1

I wanted to run something off of my old Windows XP install, so I plugged it in as an external hard drive and attempted to boot from it. The machine blue screened on me. (I now know this is a bad idea).

I then attempted to boot as I normally would from my internal hard drive, which has Windows 7 installed on it. It would not boot. I went through the start up recovery wizard with no luck. I swapped the drives and was able to boot XP. The device manager showed that the disk with windows 7 on it is now exactly the same size as the disk with XP on it (it used to be significantly bigger) and it needed to be formatted. I didn't want to do that, so I tried another avenue. I booted an Acronis disk drive cloning CD with both drives attached. When selecting the Windows 7 disk, Acronis reports that the disk itself is the size of the XP disk but contains volume that is the correct size, which of course is larger than the reported disk size itself.

So I know the volume is still there, but something screwy was probably written to the MBR on the Windows 7 disk when I tried to boot from the other drive. Any ideas how to repair the Windows 7 disk? I'm trying to get it to recognize it's true size and boot properly again without formatting or reinstalling the OS for fear of irreparably losing disk space or data.

0

2 Answers 2

0

Make the bootable TestDisk cd, boot from it and follow the tutorial, it will not write anything to the drive until you tell it to, otherwise send it in for Logical recovery, I would stop mounting the drive in windows or other OS as it writes to the drive each time, which may overwrite data making that data unrecoverable by anyone.

0

Problem solved! I ended up using HDAT2 to restore the capacity of the hard drive. I had originally used the Hard Capacity Restore Tool to do it, but that only brought the capacity up to about half of the desired total.

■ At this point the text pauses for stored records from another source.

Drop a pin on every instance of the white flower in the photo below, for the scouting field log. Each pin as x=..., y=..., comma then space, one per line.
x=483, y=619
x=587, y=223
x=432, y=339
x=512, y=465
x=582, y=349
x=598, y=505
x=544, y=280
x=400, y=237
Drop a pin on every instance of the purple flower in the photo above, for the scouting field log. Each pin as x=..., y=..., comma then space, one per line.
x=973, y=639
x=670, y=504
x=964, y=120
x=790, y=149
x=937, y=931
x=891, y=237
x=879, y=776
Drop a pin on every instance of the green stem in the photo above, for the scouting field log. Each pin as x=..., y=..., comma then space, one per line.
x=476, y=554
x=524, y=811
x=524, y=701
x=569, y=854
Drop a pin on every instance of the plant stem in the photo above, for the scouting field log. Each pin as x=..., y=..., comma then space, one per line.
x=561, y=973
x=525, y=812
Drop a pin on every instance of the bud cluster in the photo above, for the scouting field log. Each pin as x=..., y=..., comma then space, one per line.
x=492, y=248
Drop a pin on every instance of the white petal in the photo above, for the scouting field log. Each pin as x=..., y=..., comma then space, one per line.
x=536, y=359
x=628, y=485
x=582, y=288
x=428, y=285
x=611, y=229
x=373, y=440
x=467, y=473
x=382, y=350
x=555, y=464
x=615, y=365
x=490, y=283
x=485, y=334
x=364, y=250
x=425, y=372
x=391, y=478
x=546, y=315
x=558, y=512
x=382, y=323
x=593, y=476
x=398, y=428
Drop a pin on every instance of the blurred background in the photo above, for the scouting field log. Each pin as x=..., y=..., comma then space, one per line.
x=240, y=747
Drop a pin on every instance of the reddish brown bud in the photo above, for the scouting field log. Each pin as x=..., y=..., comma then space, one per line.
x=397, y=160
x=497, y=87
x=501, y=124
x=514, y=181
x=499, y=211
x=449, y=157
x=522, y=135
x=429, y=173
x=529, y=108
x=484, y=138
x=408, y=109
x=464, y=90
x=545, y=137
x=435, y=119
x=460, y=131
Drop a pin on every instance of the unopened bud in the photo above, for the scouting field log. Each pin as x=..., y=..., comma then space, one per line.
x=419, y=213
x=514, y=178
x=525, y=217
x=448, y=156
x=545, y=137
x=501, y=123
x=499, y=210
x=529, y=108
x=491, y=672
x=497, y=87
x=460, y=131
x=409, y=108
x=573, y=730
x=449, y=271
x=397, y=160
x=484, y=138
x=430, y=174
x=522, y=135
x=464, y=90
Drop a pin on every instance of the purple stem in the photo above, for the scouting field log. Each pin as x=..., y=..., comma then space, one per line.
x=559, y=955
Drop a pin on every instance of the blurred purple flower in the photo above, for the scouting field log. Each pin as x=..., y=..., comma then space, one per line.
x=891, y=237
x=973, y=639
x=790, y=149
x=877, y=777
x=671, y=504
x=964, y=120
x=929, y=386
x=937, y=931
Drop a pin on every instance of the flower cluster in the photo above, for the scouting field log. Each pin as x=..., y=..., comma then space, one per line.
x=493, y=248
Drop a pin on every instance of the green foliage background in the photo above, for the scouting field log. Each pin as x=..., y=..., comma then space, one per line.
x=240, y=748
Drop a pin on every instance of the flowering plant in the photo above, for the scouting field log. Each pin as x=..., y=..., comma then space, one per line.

One trick I had to employ when using HDAT2 worth mentioning: after removing the HPA, I unplugged the hard drive. I found that if I left the hard drive plugged in and rebooted, the capacity would drop back down again.

After the drive was reliably showing its capacity I used the Windows 7 start up repair wizard and I was back up and running in no time.

You must log in to answer this question.

Not the answer you're looking for? Browse other questions tagged .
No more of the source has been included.